Establecido en la Costa Oeste estuvo con los Howard Rumsey´s Lighthouse All Stars de 1951 a 1952 y con los Giants de Shorty Rogers de 1952 a 1956, grabando con diferentes ejecutantes mayores del jazz de la Costa Oeste. En 1956 se independizó formando el Jimmy Giuffre Three con el guitarrista Jim Hall y el bajista Ralph Pena (posteriormente reemplazado por Jim Atlas) Giuffré tuvo en esa época un éxito relativo con la grabación del tema The Train and The River, que ejecutó durante su notable aparición en el especial de TV de 1957, The Sound of Jazz. En 1958, Giuffré formó un trío insólito con la inclusión del trombonista de válvula Bob Brookmayer y el guitarrista Jim Hall (sin piano, contrabajo o batería), apareciendo en el film Jazz on a Summer’s Day. Tras un par de años del formato lengüeta-guitarra-contrabajo, en 1961 el nuevo Jimmy Giuffre Three presentaba al pianista Paul Bley y al contrabajista Steve Swallow, comprometido en explorar el lado más introspectivo del free jazz. A partir de 1963 Giuffré mantuvo un perfil bajo, trabajando como educador aunque Don Friedman y Barre Phillips estuvieron en su grupo de 1964/65 que no grabó.

A comienzos de los setentas, Giuffré formó un nuevo trío con el bajista Kiyoshi Tokunaga y el baterista Randy Kaye. Giuffré agregó instrumentos incluyendo flauta baja y saxofón soprano a su arsenal. Un grupo posterior de los ochentas incluyó a Pete Lavin tocando sintetizador y reemplazó a Tokunaga con el contrabajo eléctrico de Bob Nieske. Este grupo grabó tres álbumes para el sello italiano Soul Note.

Giuffré apareció en grabaciones en diversas oportunidades en los setentas con diversos tríos, incluyendo una sesión con Bley y Bill Connors,

Durante los setentas también, Giuffré fue contratado por la universidad de Nueva York para dirigir su ensamble de jazz y para enseñar lecciones privadas en saxofón y composición musical. Adentrados los noventas, Giuffré continuó enseñando y actuando. Grabó con Joe McPhee y revivió el trío con Bley y Swallow (aunque Swallow cambió a la guitarra bajo, proporcionando al grupo un sonido diferente)

A lo largo de mediados los noventas, Giuffré enseñó en el New England Conservatory of Music.

Giuffré que empezó tarde en la vida tocando flauta y soprano y que parece haber hecho una carrera con la ejecución de música sorprendente, se reunió con Bley y Swallow en 1992. Ha grabado como líder a lo largo de los años para Capitol, Atlantic, Columbia, Verve, Hat Art, Choice, Improvising Artists, Soul Note y Owl.

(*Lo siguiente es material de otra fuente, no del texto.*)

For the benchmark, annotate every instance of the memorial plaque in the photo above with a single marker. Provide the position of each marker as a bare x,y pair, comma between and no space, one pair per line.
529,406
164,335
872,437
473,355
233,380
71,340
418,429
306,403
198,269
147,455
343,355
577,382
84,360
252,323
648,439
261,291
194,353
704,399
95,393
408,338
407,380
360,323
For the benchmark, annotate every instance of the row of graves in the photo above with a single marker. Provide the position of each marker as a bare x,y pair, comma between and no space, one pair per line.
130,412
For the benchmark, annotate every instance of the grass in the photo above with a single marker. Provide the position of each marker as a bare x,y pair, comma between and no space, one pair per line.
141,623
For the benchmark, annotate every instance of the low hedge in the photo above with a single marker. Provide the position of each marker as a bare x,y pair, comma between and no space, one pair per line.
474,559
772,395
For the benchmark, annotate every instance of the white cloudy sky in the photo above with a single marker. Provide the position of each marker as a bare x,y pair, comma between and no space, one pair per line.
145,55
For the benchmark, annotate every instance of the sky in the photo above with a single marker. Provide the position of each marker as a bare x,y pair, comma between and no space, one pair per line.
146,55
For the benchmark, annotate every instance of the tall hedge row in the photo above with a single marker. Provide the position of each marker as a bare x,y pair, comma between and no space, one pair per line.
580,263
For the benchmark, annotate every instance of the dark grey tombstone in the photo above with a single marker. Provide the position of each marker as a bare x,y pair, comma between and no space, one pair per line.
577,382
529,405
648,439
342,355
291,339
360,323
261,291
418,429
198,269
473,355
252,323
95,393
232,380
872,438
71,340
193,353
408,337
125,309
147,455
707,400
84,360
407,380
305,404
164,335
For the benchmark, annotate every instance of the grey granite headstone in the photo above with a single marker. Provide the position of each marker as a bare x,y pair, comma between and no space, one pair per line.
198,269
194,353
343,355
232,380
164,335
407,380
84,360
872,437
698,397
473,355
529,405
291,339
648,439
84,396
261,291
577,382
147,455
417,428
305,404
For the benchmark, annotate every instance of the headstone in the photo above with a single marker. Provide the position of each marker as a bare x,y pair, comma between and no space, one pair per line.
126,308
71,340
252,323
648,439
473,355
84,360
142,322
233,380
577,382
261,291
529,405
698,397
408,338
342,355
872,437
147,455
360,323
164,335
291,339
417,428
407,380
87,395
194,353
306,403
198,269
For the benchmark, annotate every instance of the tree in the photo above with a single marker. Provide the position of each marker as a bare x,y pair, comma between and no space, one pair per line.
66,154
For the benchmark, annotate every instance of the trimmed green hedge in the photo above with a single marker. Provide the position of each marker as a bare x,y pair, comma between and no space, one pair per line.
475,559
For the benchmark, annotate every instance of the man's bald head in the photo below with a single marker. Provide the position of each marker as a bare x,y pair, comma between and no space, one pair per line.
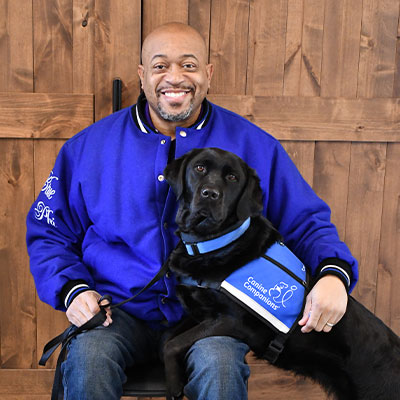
174,31
175,75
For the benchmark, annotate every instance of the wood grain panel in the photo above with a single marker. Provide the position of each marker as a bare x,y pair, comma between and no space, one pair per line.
293,52
16,45
331,179
378,48
315,118
39,115
53,46
266,49
312,38
83,46
200,18
228,45
17,293
117,52
396,86
388,295
367,174
302,154
341,46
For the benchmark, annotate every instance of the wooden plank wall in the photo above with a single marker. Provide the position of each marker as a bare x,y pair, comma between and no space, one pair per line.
323,76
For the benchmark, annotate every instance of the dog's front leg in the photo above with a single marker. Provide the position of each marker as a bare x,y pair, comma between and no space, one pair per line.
176,348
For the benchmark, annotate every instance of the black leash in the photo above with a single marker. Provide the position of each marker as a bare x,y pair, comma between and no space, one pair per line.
73,331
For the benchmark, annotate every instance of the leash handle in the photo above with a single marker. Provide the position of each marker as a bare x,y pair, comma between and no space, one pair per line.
65,338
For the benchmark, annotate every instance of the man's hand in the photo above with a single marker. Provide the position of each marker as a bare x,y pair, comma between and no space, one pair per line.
84,307
326,303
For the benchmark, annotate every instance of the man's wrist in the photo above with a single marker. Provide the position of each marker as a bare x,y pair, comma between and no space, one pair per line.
72,289
337,268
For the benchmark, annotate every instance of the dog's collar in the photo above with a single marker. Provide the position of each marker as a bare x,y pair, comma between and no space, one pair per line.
194,248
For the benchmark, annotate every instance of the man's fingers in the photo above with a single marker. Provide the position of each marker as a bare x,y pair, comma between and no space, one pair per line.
306,312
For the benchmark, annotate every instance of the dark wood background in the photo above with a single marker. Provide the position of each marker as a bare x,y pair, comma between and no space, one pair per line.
323,76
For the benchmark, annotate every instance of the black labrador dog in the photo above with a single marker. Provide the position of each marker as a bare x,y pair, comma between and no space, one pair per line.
358,359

Nota: Jimmy Giuffré falleció 2 días antes de su cumpleaños 87 el pasado mes de abril por complicaciones del parkinson que sufría.. Como sentido obituario recomendamos la escucha de su maravillosa composición fusión de jazz y blues, The Train and the River, (disponible en Youtube en la versión original del trío donde Giuffré toca tres lengüetas y en una versión posterior también en trío con el trombón de válvulas de Brookmayer)

Eddie Daniels (1941 -) Uno de los clarinetistas de jazz verdaderamente grandes (clasificado en la cima junto a Benny Goodman, Artie Shaw y Buddy DeFranco), Eddie Daniels hace parecer fácil lo imposible. En su primera producción para GRP, Breakthrough, en 1984, Daniels alternaba la noticia en cuestión de minutos entre el jazz y la música clásica y desde entonces ha explorado los temas de Charlie Parker y Roger Kallaway, el *crossover, y aún el swing con consistente brillantez. Daniels es también un impresionante (aunque infravalorado) ejecutante de saxofón tenor. Eddie Daniels apareció en el festival de jazz de Newport de 1957 con la Marshall Brown’s Youth Band tocando saxofón alto, y después de graduarse en Juilliard en 1966, tocó saxofón tenor con la orquesta de Thad Jones-Mel Lewis durante seis años. Daniels grabó First Prize como líder en 1966 e hizo álbumes con Freddie Hubbard en 1969, Richard Davis, Don Patterson y duetos con Bucky Pizzarelli en 1973. Aunque grabó como líder para Muse y Columbia durante 1977 a 1978, Eddie Daniels no destacó hasta especializarse en el clarinete y grabara para GRP en 1984. En 1992 comenzó a doblar en tenor nuevamente una vez que estuvo asegurada su reputación como clarinetista.

*En este caso el proceso de traspasar de un estilo o género a otro.